Verdict: Overall, this is definitely a much-needed improvement over the previous (European) version of the N95. If iPhone isn’t your cup of tea, and you’ve got about $750 to spare, then this one is worthy of your time.

Next up is twisting Blake’s arm and getting him to give me a copy of the Sling Player: now that would be something. Meanwhile, I am going to settle in for the night and watch Casino Royale on the tiny screen.

  1. Om,

    This page should lead you to an iSync plugin that Nokia have written for the N95. It works great with my 1st gen European N95, YMMV with this new US model.

  2. [...] Posted by Josh Kimball on August 29th, 2007 *Big Nokia week: They rolled out an internet services arm called Ovi (which means “door” in Finnish, I guess), they revived the N-Gage, they finally officially announced that they’re opening a music store in key Euro markets, they launched a new music phone, the N81, and their U.S. version of the N95 is getting raves. [...]

  3. [...] US will get a new more powerful Nokia N95. Though it looks just like the existing N95 it adds a few extras such as more RAM and longer battery life. It also offers 3G support for North American networks. Welcome also to a new N95 with a whopping 8GB of internal memory. Available in tan or black, starting in mid-September for $699–anyone else feel like they just got punched in the gut? Other highlights include a 5 MP camera with Carl Zeiss optics, assisted GPS, etc. Read the hands-on review of the US version N95 at GigaOm HERE! [...]
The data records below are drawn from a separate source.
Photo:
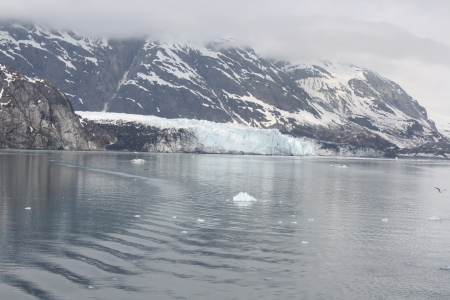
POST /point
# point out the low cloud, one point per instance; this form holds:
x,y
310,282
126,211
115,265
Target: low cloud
x,y
384,35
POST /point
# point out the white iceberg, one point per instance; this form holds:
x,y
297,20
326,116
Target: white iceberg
x,y
138,161
244,197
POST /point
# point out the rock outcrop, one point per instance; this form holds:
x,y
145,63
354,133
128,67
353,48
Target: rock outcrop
x,y
34,114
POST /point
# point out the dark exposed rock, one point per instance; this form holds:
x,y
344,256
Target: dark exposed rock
x,y
34,114
221,82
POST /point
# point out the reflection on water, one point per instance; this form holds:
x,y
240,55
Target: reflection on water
x,y
315,232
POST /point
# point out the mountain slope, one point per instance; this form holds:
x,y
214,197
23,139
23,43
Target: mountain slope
x,y
365,98
36,115
221,82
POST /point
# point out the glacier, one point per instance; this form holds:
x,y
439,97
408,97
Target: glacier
x,y
219,137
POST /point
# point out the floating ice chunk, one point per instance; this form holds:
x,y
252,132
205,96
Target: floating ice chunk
x,y
339,166
243,197
138,161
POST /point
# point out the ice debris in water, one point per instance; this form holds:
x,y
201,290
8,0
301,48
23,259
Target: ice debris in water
x,y
243,197
138,161
339,166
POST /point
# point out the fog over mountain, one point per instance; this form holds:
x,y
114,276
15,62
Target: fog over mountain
x,y
406,41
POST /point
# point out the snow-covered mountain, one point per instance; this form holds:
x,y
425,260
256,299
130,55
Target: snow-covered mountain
x,y
364,97
221,82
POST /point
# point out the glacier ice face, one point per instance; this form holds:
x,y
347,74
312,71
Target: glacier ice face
x,y
219,137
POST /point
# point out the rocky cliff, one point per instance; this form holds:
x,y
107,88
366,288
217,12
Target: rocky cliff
x,y
34,114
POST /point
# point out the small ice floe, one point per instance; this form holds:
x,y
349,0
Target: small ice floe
x,y
138,161
243,197
339,166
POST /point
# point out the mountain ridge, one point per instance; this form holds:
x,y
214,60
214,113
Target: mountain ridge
x,y
221,83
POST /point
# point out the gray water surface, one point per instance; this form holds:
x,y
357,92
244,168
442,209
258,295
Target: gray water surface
x,y
316,232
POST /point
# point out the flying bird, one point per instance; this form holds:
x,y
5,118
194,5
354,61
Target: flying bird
x,y
439,190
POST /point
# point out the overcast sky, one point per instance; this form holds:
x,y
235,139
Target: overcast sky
x,y
407,41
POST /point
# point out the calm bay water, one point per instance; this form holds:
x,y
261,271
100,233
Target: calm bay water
x,y
82,239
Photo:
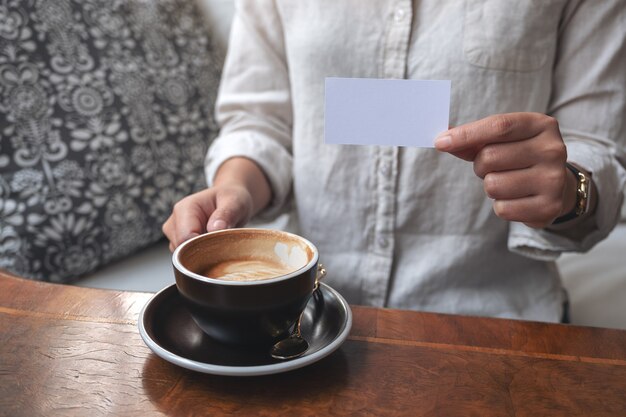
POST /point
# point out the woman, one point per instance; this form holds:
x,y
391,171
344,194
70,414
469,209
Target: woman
x,y
415,228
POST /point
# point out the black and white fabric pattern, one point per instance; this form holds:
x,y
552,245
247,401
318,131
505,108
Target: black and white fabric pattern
x,y
106,112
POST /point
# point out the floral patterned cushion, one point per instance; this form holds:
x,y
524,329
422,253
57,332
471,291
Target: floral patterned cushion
x,y
105,117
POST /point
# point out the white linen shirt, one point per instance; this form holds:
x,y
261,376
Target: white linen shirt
x,y
412,228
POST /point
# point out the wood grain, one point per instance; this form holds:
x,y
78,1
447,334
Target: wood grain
x,y
68,351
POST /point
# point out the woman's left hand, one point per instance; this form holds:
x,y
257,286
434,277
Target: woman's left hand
x,y
521,159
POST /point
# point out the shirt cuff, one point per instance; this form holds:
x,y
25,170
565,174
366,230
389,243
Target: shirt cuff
x,y
273,159
608,175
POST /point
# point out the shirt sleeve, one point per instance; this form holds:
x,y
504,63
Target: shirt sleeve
x,y
588,100
253,107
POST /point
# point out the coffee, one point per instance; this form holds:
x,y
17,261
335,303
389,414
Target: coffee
x,y
247,270
246,286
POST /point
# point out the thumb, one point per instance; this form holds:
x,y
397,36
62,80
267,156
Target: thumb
x,y
230,212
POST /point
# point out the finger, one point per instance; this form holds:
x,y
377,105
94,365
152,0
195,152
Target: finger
x,y
504,157
232,210
538,210
507,185
509,127
191,215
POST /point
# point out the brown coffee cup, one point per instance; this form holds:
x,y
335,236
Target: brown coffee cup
x,y
246,286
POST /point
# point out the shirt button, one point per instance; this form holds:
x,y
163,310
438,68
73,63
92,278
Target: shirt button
x,y
385,169
399,15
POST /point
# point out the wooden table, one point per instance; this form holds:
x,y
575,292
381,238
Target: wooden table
x,y
74,351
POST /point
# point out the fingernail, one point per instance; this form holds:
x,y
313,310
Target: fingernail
x,y
443,143
219,225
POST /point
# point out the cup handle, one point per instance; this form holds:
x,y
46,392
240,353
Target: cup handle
x,y
321,273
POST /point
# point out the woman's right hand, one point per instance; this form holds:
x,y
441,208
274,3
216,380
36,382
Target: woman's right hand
x,y
219,207
240,191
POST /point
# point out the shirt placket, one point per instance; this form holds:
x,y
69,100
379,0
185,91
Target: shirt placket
x,y
382,245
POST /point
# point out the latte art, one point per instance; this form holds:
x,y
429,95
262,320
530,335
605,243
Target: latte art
x,y
247,270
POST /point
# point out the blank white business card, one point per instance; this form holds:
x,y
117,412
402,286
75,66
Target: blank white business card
x,y
369,111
  4. sounds great Om but still it comes back to the all important battery lfie when it comes to making constant use of those features…..Not sure if your a fan of WM6 phones but ATT also has a nice HTC variant(8925) coming out next week fully loaded which could compete with the N95

  5. Should I buy iPhone for 499 and think that I paid 250 less for not having 3G and a powerful camera? I have never used a 3G network so I don’t know how big is the improvement over EDGE network. Only OM can do this analysis and give us some numbers. I feel iPhone has a BIG advantage over all others because of the touch screen but who does not want a fast internet connection on cellphones. Damn why did Apple decide not to have 3G on iPhone.

  6. The $750 is of course for an unlocked phone, so the comparison to the price of a locked, 2yr contract iPhone isn’t accurate. It is free on Vodafone UK with a 18 month contract for example.

  7. [...] Gigaom has a reviw of N95 phone. [...]

  8. I am assuming, I will get my iPhone unlocked, one way or the other :)

    Also, almost every Nokia model sees a price drop. So next year at the same time, N95 will be around 600. iPhone’s price won’t change.

  9. New N95 Reviewed By GigaOm

    GigaOm founder Om Malik gets a sneak peak at the new Nokia N95 which offers real 3G for USA users and a whole lot more. Technorati Tags: VoIP, Nokia, N95…

  10. Expected price is in the USD500 range from the other articles I’ve read.

    Given the outstanding warranty repair I’ve gotten on my N770, I’ll definitely take the N95 rather than the Sony/Eric I was considering.